When we talk openly to patients, seniors, and people with disabilities, and reveal their dreams and aspirations, we engage them in an authentic process which respects their individual value. Another essential component in communication with patients is motivation. By engaging those for whom we care we offer the best opportunity to achieve the maximal impact on their wellbeing.
Hope has been shown to be an important part of the recovery process from illness and trauma; it has strong psychological benefits for patients, helping them to cope more effectively with their disease. This not only helps to enhance people’s recovery from illnesses, but also helps prevent illness from developing in the first place. Patients who maintain high levels of hope have an improved prognosis for life-threatening illness and an enhanced quality of life.
The Hope Hub is an international collaborative group dedicated to engaging and inspiring people to live with hopefulness and meaning in the face of illness.
The Hope Hub offers a new model for approaching the suffering and despair that interfere with well-being during times of illness. Life’s Door and its partners in the “Hope Hub” regard hope as a driving human force, which has the power to improve the lives of people facing illness. The organization sees hopefulness as an antidote to burnout and compassion fatigue among Healthcare providers.
The Hope Hub model is based on a workshop that helps to significantly change the participants’ expectations and as a result improves their quality of life. The model includes innovative and practical methods for setting possible targets. Simple techniques are taught in order to harness the inner strength while coping with the obstacles that exist as a result of illness and aging.
The workshop teaches ways to overcome obstacles in achieving the goal and motivate participants and encourage them to work towards achieving the goal.
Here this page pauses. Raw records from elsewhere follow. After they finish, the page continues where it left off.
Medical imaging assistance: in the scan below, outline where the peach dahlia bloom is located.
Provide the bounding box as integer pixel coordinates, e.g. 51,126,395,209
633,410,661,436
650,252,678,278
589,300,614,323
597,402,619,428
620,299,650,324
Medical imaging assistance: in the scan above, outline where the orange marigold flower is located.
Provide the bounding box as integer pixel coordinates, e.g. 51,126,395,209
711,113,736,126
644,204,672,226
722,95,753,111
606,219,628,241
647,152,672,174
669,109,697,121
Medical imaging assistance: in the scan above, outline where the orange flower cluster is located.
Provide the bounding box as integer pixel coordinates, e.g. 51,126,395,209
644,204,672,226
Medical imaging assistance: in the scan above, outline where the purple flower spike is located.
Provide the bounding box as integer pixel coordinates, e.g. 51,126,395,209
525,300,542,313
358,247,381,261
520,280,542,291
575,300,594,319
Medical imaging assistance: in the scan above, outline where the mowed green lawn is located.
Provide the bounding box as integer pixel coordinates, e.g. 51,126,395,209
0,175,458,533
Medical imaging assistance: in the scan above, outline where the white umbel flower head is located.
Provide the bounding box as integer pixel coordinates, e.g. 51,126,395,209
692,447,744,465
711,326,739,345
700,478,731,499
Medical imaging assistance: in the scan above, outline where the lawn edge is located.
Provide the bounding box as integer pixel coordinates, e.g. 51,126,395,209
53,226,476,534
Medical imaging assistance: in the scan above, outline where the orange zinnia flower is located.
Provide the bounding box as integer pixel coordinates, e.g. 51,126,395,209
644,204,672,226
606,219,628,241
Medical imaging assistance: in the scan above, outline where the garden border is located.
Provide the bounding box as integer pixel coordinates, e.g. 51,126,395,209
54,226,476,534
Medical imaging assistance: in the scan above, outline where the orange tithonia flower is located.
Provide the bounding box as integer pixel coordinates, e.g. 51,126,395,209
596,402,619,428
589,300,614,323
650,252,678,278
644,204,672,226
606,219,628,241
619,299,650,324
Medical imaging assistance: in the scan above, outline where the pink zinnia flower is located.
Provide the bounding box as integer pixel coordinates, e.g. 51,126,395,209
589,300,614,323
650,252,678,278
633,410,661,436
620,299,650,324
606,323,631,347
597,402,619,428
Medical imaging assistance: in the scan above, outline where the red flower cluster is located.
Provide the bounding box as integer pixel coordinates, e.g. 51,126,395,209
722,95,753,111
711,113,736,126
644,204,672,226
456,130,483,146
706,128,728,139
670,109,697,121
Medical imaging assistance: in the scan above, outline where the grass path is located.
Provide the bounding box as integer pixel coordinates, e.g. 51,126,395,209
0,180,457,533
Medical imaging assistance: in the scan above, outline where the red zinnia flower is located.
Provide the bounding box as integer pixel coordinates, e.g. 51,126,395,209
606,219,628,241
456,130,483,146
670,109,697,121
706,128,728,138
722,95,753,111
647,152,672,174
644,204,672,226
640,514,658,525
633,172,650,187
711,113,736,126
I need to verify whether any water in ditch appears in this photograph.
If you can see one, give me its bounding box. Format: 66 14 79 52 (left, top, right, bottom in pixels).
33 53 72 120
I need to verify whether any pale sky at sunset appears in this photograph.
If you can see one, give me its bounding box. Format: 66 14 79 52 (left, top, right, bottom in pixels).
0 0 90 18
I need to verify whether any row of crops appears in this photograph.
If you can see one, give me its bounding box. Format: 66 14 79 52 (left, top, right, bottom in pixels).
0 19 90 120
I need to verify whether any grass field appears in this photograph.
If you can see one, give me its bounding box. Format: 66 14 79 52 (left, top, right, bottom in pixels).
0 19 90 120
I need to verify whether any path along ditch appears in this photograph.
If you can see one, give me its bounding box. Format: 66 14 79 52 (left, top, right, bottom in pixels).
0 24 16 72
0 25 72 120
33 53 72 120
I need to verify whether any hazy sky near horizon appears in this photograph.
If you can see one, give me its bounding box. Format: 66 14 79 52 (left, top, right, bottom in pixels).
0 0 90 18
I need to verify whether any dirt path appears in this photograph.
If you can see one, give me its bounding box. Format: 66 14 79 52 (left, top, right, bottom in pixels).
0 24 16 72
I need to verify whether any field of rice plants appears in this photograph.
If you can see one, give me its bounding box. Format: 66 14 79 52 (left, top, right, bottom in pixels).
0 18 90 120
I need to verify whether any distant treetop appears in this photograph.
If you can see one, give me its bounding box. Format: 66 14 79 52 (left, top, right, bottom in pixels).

The assumption is that those with hope will not easily give up their goal and look for alternative ways to realize their vision.
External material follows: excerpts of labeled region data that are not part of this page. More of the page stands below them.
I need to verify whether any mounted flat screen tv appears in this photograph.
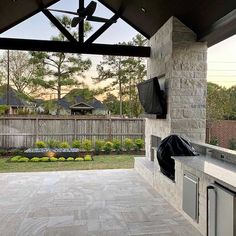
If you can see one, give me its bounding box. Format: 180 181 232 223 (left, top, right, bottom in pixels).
137 75 167 118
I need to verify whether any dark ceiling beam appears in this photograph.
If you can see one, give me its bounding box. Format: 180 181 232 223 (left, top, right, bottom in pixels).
0 38 151 57
98 0 150 39
42 9 77 42
0 0 60 34
85 14 119 44
198 9 236 47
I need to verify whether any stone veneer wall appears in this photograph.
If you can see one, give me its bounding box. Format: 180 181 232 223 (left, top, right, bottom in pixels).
145 17 207 160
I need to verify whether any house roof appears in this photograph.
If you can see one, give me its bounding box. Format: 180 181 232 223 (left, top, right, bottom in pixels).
58 95 106 109
89 98 106 109
70 102 94 110
0 0 236 45
0 86 30 107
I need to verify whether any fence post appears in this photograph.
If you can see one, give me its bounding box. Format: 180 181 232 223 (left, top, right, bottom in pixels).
35 117 39 142
108 116 112 141
74 118 77 139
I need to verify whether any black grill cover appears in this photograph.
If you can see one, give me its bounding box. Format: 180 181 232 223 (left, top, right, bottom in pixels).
157 135 198 180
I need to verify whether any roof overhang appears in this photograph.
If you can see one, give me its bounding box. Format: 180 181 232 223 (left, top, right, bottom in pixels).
0 0 60 33
0 0 236 49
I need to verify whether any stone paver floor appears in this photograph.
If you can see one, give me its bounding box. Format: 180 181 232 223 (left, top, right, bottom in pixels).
0 170 200 236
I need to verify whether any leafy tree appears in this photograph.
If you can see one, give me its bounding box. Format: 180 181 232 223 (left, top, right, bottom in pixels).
0 51 38 94
93 34 146 116
93 53 127 116
32 16 92 114
207 83 232 120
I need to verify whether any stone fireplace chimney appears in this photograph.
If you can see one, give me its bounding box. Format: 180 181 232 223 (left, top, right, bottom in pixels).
145 17 207 160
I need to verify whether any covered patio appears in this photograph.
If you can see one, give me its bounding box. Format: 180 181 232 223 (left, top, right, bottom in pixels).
0 0 236 236
0 169 201 236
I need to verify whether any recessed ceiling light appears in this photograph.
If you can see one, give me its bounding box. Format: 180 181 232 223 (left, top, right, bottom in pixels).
141 7 146 13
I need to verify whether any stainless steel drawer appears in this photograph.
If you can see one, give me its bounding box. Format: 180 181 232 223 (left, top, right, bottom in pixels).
182 172 198 221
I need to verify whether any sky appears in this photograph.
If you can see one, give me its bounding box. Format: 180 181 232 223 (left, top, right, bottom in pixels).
1 0 236 92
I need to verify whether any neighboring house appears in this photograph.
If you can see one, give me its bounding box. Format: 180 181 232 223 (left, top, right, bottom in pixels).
50 96 109 115
0 86 35 115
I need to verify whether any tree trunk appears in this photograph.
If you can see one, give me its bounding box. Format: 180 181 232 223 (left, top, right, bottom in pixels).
56 67 61 115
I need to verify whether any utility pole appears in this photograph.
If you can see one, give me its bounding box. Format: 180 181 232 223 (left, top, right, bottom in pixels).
7 50 10 114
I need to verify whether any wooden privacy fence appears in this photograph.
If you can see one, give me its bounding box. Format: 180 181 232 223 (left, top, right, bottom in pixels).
0 117 145 148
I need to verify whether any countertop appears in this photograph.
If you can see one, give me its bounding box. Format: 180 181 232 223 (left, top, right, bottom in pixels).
172 156 236 188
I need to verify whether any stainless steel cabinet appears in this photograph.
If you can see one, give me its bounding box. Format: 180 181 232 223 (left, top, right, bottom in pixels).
182 172 198 221
207 183 236 236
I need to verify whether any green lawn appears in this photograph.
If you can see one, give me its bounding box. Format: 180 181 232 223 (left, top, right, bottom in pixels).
0 155 134 172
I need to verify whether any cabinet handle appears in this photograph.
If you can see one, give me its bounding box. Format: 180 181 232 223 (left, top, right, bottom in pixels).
207 185 217 236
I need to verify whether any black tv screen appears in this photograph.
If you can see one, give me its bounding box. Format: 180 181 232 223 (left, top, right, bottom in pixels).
137 77 166 118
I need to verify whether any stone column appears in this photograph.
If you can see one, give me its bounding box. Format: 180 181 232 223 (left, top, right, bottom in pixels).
145 17 207 160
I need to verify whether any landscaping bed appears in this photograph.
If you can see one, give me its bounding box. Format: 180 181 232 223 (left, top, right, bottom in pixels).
0 155 134 173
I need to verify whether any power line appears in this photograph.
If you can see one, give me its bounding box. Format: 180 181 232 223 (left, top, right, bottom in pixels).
208 61 236 64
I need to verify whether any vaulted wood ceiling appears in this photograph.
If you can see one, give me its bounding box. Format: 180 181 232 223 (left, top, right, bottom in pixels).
0 0 236 46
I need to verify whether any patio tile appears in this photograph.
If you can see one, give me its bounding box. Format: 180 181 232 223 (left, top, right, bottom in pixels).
0 170 203 236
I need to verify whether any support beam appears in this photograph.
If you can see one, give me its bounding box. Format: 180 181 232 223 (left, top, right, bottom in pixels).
42 9 77 42
0 38 150 57
85 14 119 44
198 9 236 47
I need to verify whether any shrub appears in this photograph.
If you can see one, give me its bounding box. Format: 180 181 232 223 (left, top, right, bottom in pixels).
35 141 47 148
47 139 60 148
75 157 84 161
72 139 81 148
40 157 49 162
60 142 70 148
94 139 105 155
124 138 134 152
18 157 29 162
30 157 40 162
82 139 92 152
11 156 22 162
84 155 93 161
134 138 144 151
104 141 113 154
210 137 219 146
229 138 236 150
49 157 58 162
112 139 121 153
11 149 24 156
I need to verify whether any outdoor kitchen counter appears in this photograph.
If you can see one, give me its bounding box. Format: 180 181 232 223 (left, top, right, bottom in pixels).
172 155 236 189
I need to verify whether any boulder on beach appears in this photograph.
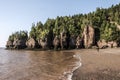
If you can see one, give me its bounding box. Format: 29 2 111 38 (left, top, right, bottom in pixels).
83 26 95 48
38 38 48 49
76 36 83 49
97 39 108 49
53 36 60 49
6 41 13 48
26 38 37 49
69 35 76 49
13 39 26 49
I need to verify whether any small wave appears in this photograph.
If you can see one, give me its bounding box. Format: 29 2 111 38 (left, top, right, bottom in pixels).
59 55 82 80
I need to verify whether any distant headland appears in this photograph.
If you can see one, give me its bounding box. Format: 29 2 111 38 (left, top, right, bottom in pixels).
6 4 120 50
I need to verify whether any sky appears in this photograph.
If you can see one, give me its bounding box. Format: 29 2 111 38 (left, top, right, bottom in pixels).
0 0 120 47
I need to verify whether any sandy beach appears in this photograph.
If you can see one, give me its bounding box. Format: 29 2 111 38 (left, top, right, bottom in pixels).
72 48 120 80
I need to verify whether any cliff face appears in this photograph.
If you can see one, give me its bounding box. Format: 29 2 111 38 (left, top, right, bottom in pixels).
83 26 95 48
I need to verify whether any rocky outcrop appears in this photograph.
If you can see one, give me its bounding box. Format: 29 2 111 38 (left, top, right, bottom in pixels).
60 32 67 49
97 39 108 49
26 38 37 49
69 35 76 49
53 36 60 50
76 36 83 49
6 41 13 48
13 39 26 49
107 41 118 48
83 26 94 48
38 38 48 49
97 39 118 48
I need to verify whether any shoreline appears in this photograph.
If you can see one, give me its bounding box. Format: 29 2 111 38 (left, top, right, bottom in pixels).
72 48 120 80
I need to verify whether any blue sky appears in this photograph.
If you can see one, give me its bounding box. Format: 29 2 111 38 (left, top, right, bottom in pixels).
0 0 120 47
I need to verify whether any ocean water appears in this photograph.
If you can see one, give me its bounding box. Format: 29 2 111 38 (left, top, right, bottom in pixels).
0 49 81 80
The Hope Hub is based on pioneering clinical studies initiated by Prof. Ben Corn in collaboration with Prof. Malka Margalit (Academic Center of Rehovot), Prof. Dave Feldmann (Santa Clara University) and leading academic health centers around the world, including colleagues, Prof. Dan Ariely of Duke University, Johns Hopkins Medical Center, and the National Cancer Institute. The clinical research is conducted in medical centers in Israel and the United States and is promoted by an international professional team working in cooperation with leading academic institutions.